While taking my Girl Scout troop on our beach camping trip, I finished up my bookclub pick, Ghana Must Go. It was too cold for me - and any sensible person - to get in the water in September, but I did get in the kayak. I drew the line at running into the water for a swim only fit for polar bears and pre-teen Cadettes. Instead, I sat in the sand and read, with one eye on my shivering scouts. And, like a kid, I read in my sleeping bag by flashlight after lights out.
Ghana Must Go by Taiye Selasi
My rating: 4 of 5 stars
From page 1 we know that Kweku Sai has died. The remainder of the book is the story of why he has died in this house in Ghana, and, as his son wonders, how a master surgeon can let himself die, not calling for help, because surely, he knows he's dying.
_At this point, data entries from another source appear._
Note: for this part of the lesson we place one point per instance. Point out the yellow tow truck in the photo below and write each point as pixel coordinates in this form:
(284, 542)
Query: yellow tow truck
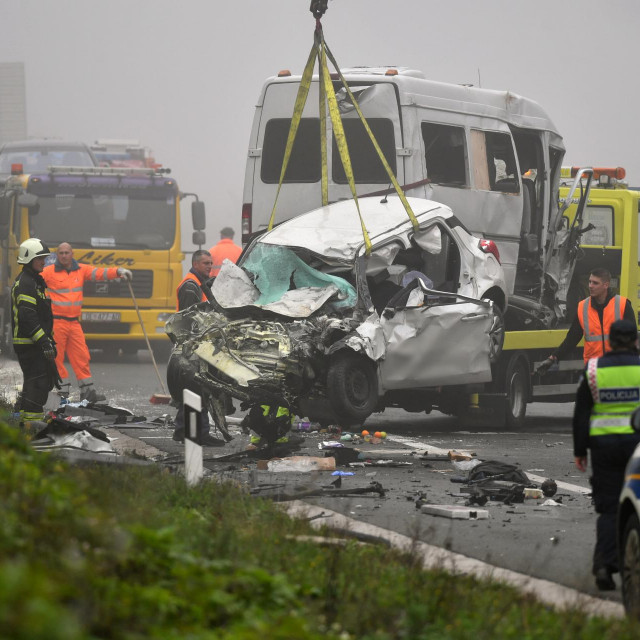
(609, 239)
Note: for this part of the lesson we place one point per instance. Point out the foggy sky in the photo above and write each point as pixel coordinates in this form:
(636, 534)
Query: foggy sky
(183, 77)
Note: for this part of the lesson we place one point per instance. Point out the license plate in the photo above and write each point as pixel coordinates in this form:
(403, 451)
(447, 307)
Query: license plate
(100, 316)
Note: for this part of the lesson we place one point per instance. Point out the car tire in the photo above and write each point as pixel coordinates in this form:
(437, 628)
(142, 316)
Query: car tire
(516, 386)
(352, 387)
(630, 567)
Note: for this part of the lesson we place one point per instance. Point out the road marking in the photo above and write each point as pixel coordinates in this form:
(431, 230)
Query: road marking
(551, 593)
(414, 443)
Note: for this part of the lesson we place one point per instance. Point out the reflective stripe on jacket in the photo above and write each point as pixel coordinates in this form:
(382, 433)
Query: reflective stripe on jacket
(616, 395)
(596, 341)
(225, 249)
(189, 276)
(65, 287)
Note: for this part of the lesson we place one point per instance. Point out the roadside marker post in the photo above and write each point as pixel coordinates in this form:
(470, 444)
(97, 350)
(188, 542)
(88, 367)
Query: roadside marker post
(192, 448)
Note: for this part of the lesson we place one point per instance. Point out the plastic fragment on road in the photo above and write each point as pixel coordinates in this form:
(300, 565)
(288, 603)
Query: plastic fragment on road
(455, 512)
(460, 455)
(465, 465)
(302, 464)
(549, 488)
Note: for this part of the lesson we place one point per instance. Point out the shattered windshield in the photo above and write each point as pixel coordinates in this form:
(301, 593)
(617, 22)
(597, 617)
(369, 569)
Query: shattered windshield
(277, 270)
(275, 278)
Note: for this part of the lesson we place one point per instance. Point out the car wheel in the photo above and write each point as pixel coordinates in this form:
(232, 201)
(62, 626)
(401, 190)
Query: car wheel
(352, 387)
(630, 569)
(516, 385)
(496, 334)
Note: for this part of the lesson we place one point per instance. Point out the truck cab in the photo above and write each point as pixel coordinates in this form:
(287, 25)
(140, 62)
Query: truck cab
(112, 218)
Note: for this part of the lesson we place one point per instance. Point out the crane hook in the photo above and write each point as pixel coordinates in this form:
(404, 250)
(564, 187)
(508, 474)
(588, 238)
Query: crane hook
(318, 8)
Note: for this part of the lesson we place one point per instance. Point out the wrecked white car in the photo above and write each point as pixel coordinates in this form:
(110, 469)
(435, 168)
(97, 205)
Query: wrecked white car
(311, 321)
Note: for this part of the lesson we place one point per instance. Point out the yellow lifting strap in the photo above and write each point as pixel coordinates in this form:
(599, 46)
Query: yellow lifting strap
(343, 149)
(392, 178)
(301, 99)
(322, 110)
(327, 97)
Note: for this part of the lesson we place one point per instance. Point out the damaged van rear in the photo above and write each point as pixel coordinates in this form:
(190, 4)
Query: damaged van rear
(311, 321)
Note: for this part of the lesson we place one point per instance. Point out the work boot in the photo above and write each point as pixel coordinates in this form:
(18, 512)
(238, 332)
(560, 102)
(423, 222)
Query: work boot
(88, 393)
(207, 440)
(604, 579)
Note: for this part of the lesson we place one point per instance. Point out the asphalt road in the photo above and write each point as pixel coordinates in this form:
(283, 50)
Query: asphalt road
(551, 542)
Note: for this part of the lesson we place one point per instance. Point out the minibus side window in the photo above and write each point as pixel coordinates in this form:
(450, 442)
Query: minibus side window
(304, 163)
(495, 167)
(365, 162)
(445, 154)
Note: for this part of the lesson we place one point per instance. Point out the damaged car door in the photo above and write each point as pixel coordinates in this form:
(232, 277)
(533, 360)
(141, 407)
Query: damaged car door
(444, 341)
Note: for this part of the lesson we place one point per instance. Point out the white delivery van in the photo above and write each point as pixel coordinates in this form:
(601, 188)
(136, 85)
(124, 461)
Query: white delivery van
(492, 156)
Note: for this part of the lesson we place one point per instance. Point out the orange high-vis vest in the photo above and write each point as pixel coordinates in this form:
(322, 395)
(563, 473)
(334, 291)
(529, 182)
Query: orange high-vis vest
(596, 337)
(189, 276)
(65, 287)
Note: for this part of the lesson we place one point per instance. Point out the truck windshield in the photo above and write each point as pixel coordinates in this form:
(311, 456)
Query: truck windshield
(38, 160)
(117, 221)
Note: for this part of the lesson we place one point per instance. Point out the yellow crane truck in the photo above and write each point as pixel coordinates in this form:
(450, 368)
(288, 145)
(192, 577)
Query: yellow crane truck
(608, 238)
(124, 217)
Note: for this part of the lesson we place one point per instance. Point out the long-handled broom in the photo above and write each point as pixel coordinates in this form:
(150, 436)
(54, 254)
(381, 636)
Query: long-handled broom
(156, 398)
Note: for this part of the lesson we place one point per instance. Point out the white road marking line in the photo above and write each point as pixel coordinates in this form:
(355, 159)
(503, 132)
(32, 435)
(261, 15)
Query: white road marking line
(551, 593)
(430, 449)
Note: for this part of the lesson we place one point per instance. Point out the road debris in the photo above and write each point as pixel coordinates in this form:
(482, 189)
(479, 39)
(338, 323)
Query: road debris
(455, 512)
(302, 464)
(549, 488)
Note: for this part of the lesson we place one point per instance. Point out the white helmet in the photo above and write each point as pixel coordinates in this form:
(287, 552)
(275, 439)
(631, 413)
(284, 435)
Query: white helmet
(30, 249)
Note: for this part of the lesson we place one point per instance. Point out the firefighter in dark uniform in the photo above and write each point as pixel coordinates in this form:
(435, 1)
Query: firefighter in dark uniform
(607, 395)
(32, 331)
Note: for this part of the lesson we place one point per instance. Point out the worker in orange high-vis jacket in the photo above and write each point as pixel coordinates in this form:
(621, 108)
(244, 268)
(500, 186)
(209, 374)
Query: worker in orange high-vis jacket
(193, 289)
(593, 319)
(225, 249)
(65, 279)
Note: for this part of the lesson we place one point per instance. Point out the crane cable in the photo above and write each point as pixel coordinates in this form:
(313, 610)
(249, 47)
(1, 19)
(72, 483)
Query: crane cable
(327, 97)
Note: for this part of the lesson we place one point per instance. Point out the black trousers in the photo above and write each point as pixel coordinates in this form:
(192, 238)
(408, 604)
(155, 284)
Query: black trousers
(37, 377)
(608, 463)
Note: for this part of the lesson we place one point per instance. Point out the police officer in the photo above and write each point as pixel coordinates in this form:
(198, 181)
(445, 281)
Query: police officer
(32, 329)
(607, 395)
(593, 320)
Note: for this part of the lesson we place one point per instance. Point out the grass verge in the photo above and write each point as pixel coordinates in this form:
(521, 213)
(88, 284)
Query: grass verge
(130, 552)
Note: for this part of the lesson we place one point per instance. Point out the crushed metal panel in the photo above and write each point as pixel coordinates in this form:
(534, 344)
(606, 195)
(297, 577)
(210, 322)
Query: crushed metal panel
(233, 287)
(450, 346)
(226, 363)
(369, 338)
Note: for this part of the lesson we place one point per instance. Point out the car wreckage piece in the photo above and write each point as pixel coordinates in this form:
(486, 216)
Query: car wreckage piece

We find out what has happened to the family through the separate views of his first wife, who lives alone; his oldest son, now also a surgeon who has married a colleague but not told his family; his twin son and daughter, who were once inseparable, but now distant physically and emotionally form each other; and youngest daughter, who is trying to find her own identity apart from being "the baby."
Taiye Selasi wove a beautiful story of how things can come apart even when everyone thinks they are doing the best that they can and has intentions of doing good for the rest of the family. I enjoyed her use of language - it's hard to describe how well she made use of the ellipsis (...) and still conveyed meaning that you understood.
We selected this for bookclub and it jumpstarted a lot of, ahem, let's say, discussion.